Ransomware continues to be a particular threat. Recent research by Datto amongst European managed service providers (MSPs) highlighted the extent to which ransomware affects businesses, and the crippling impact it can have. Almost two thirds (61%) of MSPs reported ransomware campaigns against their clients. Roughly two in five SMEs were affected; some of them even suffered several attacks in a single day.
What’s more, one in five MSPs saw ransomware attacks in SaaS applications such as Office 365 and Dropbox. Ransomware is designed to spread across networks and applications, so it is not surprising that attackers are turning their attention to the cloud. Focusing on securing the on-premises infrastructure is no longer enough; SaaS backup solutions for fast restores in the cloud are now equally critical.
*Source: Gartner research note: Assuming SaaS Applications Don’t Require Backup Is Dangerous. Published on 8th May 2019.
Covid-19 related fear and uncertainty adds to the problem, with malicious hackers employing techniques related to the pandemic to gain access to user accounts and company networks. In April, the US Department of Homeland Security (DHS) Cybersecurity and Infrastructure Security Agency (CISA) and the UK’s National Cyber Security Centre (NCSC) issued a warning that the Coronavirus situation was being exploited by hackers – for example, by tricking users into clicking on interactive virus maps in order to install malicious code.
Dealing with outages
Alongside evolving cyber threats, the possibility of cloud service outages is another important consideration, as the worldwide Google G Suite service disruptions in August highlighted.
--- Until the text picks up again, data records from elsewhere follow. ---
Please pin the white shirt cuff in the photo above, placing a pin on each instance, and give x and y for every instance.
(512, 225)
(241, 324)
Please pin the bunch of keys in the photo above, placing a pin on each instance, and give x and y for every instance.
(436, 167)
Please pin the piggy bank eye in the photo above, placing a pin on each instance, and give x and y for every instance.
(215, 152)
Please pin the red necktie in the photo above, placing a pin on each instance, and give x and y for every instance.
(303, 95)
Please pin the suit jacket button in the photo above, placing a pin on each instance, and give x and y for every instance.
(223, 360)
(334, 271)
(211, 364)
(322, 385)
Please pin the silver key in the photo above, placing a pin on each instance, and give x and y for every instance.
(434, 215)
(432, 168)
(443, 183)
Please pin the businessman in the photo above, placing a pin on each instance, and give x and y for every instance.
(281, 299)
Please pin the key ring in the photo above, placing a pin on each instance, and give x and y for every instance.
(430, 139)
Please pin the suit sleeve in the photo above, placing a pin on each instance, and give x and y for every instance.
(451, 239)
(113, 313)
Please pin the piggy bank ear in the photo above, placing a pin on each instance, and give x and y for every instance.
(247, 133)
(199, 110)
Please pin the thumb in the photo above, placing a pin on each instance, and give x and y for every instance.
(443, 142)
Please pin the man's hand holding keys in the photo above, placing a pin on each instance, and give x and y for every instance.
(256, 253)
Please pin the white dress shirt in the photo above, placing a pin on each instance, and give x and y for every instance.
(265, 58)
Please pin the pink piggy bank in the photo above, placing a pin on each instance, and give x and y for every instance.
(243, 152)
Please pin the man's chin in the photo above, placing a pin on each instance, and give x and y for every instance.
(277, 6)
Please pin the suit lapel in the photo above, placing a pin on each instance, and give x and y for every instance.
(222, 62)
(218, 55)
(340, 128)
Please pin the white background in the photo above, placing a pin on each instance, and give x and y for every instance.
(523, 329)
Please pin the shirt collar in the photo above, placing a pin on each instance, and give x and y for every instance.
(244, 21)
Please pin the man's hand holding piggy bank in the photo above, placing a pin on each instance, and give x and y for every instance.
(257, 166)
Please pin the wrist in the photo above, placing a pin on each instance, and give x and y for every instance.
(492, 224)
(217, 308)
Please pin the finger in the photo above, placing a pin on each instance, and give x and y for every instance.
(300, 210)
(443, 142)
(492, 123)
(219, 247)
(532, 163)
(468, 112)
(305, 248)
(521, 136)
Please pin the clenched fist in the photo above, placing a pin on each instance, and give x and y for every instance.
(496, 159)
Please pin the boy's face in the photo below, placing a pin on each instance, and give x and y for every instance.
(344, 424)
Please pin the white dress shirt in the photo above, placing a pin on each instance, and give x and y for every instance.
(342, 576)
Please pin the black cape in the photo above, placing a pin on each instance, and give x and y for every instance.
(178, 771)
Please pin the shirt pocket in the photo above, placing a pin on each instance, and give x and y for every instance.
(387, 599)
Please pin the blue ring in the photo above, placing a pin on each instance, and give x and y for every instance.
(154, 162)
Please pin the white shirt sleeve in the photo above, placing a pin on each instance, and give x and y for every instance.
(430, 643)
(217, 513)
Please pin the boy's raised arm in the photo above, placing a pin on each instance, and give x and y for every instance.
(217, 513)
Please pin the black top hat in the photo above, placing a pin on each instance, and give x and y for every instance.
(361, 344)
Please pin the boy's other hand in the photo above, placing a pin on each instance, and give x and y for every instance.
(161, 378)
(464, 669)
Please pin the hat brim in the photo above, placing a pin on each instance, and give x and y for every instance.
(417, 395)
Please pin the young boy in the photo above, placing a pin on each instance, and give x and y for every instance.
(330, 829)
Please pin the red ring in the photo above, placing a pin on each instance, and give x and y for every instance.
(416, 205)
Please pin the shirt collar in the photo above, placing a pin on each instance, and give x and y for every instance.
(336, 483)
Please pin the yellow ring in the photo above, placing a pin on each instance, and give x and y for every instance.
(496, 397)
At the time, file uploads were failing across Google’s services, including attachments to both personal and G Suite Gmail accounts.
In late September, users of cloud-based Microsoft applications were also hit by an outage and were left unable to access Teams, Microsoft 365, Outlook, Exchange, Sharepoint, OneDrive and Azure for up to five hours. This was followed by a second Outlook outage two days later. Whatever the cause of these interruptions, they are a clear indicator of the imperative need to protect cloud-based business data for businesses large and small.
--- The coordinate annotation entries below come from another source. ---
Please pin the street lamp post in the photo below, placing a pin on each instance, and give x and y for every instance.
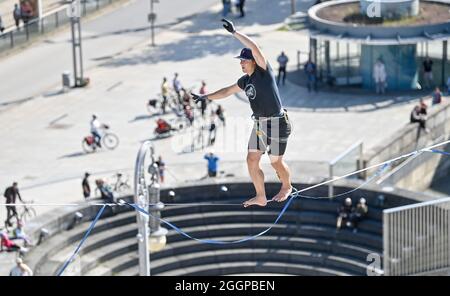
(151, 236)
(75, 22)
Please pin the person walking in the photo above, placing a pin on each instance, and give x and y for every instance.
(17, 14)
(85, 186)
(282, 61)
(428, 72)
(161, 168)
(21, 269)
(204, 103)
(2, 28)
(379, 76)
(11, 193)
(212, 164)
(164, 94)
(272, 126)
(240, 5)
(177, 88)
(310, 71)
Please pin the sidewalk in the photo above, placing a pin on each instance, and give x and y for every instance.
(48, 162)
(7, 7)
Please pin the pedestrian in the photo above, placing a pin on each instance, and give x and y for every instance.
(212, 163)
(310, 71)
(21, 269)
(2, 28)
(271, 123)
(344, 212)
(164, 94)
(204, 103)
(428, 72)
(177, 87)
(11, 193)
(358, 213)
(96, 130)
(240, 5)
(19, 233)
(85, 186)
(161, 168)
(282, 61)
(105, 191)
(8, 245)
(437, 97)
(448, 86)
(26, 11)
(379, 76)
(220, 112)
(17, 14)
(212, 131)
(226, 7)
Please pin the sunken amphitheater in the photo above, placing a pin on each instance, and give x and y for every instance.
(304, 242)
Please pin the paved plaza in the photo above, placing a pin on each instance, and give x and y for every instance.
(47, 159)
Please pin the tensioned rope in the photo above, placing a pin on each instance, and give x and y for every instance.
(82, 241)
(383, 166)
(291, 198)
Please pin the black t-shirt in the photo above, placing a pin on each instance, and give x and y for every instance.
(262, 92)
(427, 65)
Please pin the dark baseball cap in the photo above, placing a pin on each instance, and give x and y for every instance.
(246, 54)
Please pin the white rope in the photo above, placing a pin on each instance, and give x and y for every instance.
(426, 149)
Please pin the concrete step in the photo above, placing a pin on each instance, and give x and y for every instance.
(108, 242)
(302, 205)
(266, 267)
(130, 271)
(289, 217)
(322, 260)
(274, 242)
(302, 230)
(116, 265)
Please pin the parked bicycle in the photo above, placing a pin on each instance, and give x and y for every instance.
(119, 185)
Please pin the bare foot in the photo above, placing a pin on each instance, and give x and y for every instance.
(258, 200)
(283, 194)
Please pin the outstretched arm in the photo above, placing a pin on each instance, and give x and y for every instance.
(220, 94)
(260, 59)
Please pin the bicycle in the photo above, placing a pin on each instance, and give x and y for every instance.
(28, 212)
(119, 185)
(108, 140)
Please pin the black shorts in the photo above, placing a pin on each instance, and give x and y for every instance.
(270, 134)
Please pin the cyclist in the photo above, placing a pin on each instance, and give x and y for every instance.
(96, 130)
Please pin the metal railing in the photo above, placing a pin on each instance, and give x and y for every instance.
(348, 161)
(50, 21)
(416, 238)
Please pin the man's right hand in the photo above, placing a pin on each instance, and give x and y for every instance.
(198, 98)
(229, 26)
Despite providers’ best efforts to maximise availability, service interruptions, loss of service due to natural disaster and power outages can happen. And while a third-party SaaS backup solution cannot solve email send/receive issues, it does ensure that users have access to their documents during an outage so businesses can remain productive and minimise any costly downtime.
An opportunity to adapt
While moving to the cloud is an important and necessary step to meet the demands of the digital age, organisations need to be aware of the possible implications. SaaS data is not immune to permanent data loss, and with the recent surge in remote working, cloud data is now more at risk than ever. In order for IT security teams to minimise the risk of data loss, boost their overall security posture and protect critical business data, they must take a proactive approach to data security by installing an effective SaaS protection solution.
The pandemic is a very real business threat, but it is also a trigger for positive change. Those organisations that can learn and adapt quickly will emerge stronger than before. Businesses need to be equipped to meet the growing demand for cloud-based offerings, and to securely meet those expectations.
Adopting a cloud-based solution is a vital first step in a successful digital transformation strategy, but without the right security measures in place progress stalls, and flaws will become apparent. Organisations must act before it’s too late to address weaknesses and sensitive data is lost for good, or worse, stolen and exploited.
By investing in a solid SaaS protection solution, organisations can put their worries aside when it comes to data storage and security vulnerabilities and focus on providing the best possible experience to their customers and employees.